The Dow Jones Industrial Average DJIA, +2.39% soared over 2,000 points Tuesday, a gain of 11.4%, for its largest one-day percentage jump since March 1933 — in the midst of the Great Depression. The S&P 500 SPX, +1.15% jumped 9.4% for its biggest one-day gain since October 2008, during the financial crisis.
Stocks built on those gains Wednesday, with the Dow finishing nearly 500 points higher, up 2.4%, while the S&P 500 advanced 1.2%. Both indexes ended well off session highs on concerns over a potential last-minute snag over a $2 trillion stimulus package.
After hitting all-time highs in February, stocks plunged into a bear market in one of the fastest meltdowns on record as investors braced for the economic hit from the global COVID-19 pandemic. Huge short-term rebounds are characteristic of bear markets and are often viewed by investors as an opportunity to get out of positions, the mirror image of the “buy the dip” mentality that prevailed during the 11-year bull market that came to an end earlier this month.
Adams said he was encouraged by the S&P 500’s breakout Tuesday from the downtrend range that has prevailed over recent weeks (see hourly chart below).
— Andrew Adams CFA, CMT (@DayTraderGator) March 24, 2020
And while support levels haven’t offered much help during the market’s decline, the S&P 500 is bouncing from an area that does show some “major long-term support,” he said, noting that a “major bottom in the 2100-2300 zone would make technical sense, so there is hope that this bounce can be for real.”
Remember 2008and 1987
But it is also important to note that major market collapses have tended to see big rebounds followed by a retest or even a violation of the previous lows, he said. While 2008 isn’t a perfect comparison since the market had topped almost a year earlier, the S&P 500 did see a similar 35% drop from August to October 2008.

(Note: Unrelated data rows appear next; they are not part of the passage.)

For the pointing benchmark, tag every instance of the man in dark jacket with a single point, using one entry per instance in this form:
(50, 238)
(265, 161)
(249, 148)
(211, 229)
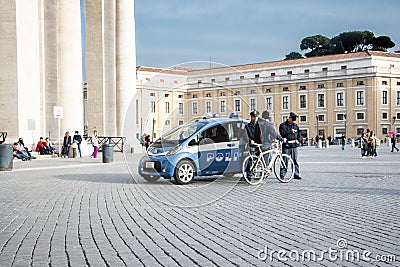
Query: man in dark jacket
(291, 132)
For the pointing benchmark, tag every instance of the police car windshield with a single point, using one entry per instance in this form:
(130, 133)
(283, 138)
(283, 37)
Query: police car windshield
(180, 134)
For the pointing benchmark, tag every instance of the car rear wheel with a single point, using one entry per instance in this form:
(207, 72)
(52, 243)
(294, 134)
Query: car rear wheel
(184, 172)
(151, 178)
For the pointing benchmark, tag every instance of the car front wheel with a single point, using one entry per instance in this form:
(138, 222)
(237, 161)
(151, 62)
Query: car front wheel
(184, 172)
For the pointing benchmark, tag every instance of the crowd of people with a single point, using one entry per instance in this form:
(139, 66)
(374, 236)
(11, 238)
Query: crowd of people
(71, 147)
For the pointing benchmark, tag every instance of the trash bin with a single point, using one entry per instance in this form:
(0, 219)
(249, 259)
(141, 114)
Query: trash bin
(6, 157)
(108, 153)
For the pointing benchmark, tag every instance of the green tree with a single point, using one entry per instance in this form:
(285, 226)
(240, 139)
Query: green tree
(382, 43)
(353, 41)
(293, 55)
(318, 44)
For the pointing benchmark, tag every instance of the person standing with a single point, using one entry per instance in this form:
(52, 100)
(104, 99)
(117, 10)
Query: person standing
(393, 139)
(291, 132)
(254, 135)
(95, 144)
(78, 140)
(66, 144)
(268, 134)
(343, 140)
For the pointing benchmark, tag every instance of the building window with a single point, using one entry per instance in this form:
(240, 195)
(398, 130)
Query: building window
(340, 99)
(223, 106)
(237, 105)
(321, 117)
(268, 103)
(384, 97)
(166, 107)
(194, 108)
(340, 117)
(303, 101)
(285, 102)
(252, 104)
(321, 100)
(180, 108)
(360, 116)
(398, 98)
(208, 107)
(360, 98)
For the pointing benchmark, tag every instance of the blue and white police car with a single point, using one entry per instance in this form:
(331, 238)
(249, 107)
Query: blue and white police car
(198, 148)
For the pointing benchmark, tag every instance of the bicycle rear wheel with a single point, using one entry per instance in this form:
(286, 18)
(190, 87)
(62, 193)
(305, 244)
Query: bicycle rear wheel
(253, 170)
(284, 168)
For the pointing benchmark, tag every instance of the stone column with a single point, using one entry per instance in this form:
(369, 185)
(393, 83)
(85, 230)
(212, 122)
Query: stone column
(69, 65)
(126, 67)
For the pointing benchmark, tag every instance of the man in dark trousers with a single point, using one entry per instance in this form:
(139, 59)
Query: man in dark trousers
(254, 135)
(291, 132)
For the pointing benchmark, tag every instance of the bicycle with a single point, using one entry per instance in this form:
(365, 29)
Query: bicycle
(255, 168)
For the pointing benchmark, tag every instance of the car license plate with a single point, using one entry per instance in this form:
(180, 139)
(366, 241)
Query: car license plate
(149, 164)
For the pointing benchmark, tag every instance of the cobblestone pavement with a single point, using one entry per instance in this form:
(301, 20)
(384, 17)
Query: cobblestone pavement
(78, 212)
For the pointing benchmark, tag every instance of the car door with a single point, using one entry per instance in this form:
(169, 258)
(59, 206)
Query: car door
(215, 149)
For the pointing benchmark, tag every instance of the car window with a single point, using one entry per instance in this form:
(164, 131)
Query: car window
(237, 131)
(215, 134)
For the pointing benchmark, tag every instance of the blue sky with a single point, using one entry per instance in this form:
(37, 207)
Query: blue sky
(234, 32)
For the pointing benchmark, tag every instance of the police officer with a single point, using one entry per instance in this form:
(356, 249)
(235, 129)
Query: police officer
(290, 130)
(254, 135)
(268, 133)
(253, 129)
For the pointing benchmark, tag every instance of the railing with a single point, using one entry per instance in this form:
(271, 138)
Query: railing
(3, 136)
(117, 141)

The initial “low” ended up seeing about a 25% bounce very quickly but that was just as quickly given back and the low was retested later in October. Then that led to another ~20% bounce into November before a subsequent drop and a new low was made. The market rallied almost 30% into the new year but sold off into what was ultimately THE low in early March.
The point, Adams said, is that “major bounces can happen even within a continuing downtrend. It’s also interesting that the heaviest selling took place well before the eventual low and the broad market was the most ‘washed out’ in early October.” (See chart above)
The 1987 crash was a similar story, he noted, with the market falling around 36% from the August high to the October low before bouncing almost 20%. It then retested the low in late October before marking another rebound of around 14% that was followed by yet another retest in early December before the S&P 500 pulled away to the upside.
Beware ‘revenge trading’
So what should investors do? Adams said that while it is too soon “to pretend like everything is back to the low-vol normal, if you feel you’re under-invested in stocks now given your situation then there are enough positives present to start adding back exposure.”
But he cautioned that ‘revenge trading’ after big losses is likely the easiest way to lose money.
“It’s human nature to want to quickly recoup what has been forfeited, but trying to get it all back at once is usually a very bad idea, especially when the markets are this volatile,” he said.